The era of Honda’s monopoly in Moto2 could be drawing to an end. Today, the FIM announced that they were putting the engine supply for Moto2 out to tender, and asking for proposals from potential engine suppliers.
The Moto2 class is to remain a single make engine class though, with engines managed and supplied by the series organizer.
The announcement comes as a result of Honda’s CBR600 powerplant, which has powered the Moto2 bikes since the inception of the class, reaches the end of its service life.
The engines are virtually unchanged since their introduction in 2010, and Honda cannot guarantee the supply of spares for the engines beyond the current contract, which ends after the 2018 season. A replacement will be needed, whether it comes from Honda or from another manufacturer.
The first stage of the new process will be to consult with manufacturers on the basics of the class, while retaining the cornerstones of the Moto2 class: affordability, reliability, and a level playing field.
Unfortunately, that is likely to rule out small, specialist engine builders, as Dorna and IRTA (who represent the Moto2 teams) will want to ensure the long-term (6+ years) supply of engines.
Switching engine suppliers once, at the end of 2018, will be traumatic, as it will mean having to throw away all of their old chassis, and start to build up experience with the new bikes almost from scratch.
What they will not want to do is to have to switch again after two or three years, as that would then send costs through the roof. Once the consultation process is complete, then the contract will be formally put out to tender, and open to bids from interested manufacturers.
So who might those manufacturers be? Certainly, the major Japanese manufacturers engaged in MotoGP would be interested. Both Honda and Yamaha submitted bids for the initial contract, for the start of the 2010 season, with Honda eventually getting the contract.
But Suzuki and even Kawasaki could equally be interested, given that they have 600cc sports bikes which could supply suitable engines.

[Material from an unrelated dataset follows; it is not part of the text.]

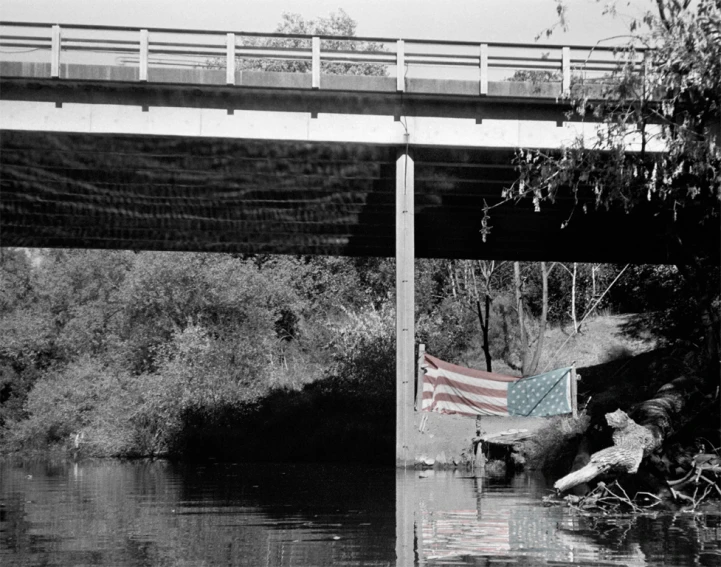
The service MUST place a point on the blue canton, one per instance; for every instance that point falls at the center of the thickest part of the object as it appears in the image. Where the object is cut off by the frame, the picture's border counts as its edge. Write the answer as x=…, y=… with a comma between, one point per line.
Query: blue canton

KTM has previously expressed an interest, especially in build 500cc twins using the same 81mm bore as a Moto3 and MotoGP bike. That engine would basically be twice a Moto3 bike and half a MotoGP engine. However, the Austrian engine maker has always said they are only interested if there was engine competition, and that will not happen.
Losing Honda will upset the teams. The Moto2 class has proven to be extremely popular with the teams, as it is an extremely affordable class. A team can obtain a chassis, engine, and a brake and suspension supply for a full season for well under €200,000.
A bike in Moto3 costs between €300,000 and €500,000 per season, depending on the manufacturer (and despite the cost cap in place). The teams all have a vast amount of data and experience with the chassis, and all this will be lost when Honda goes.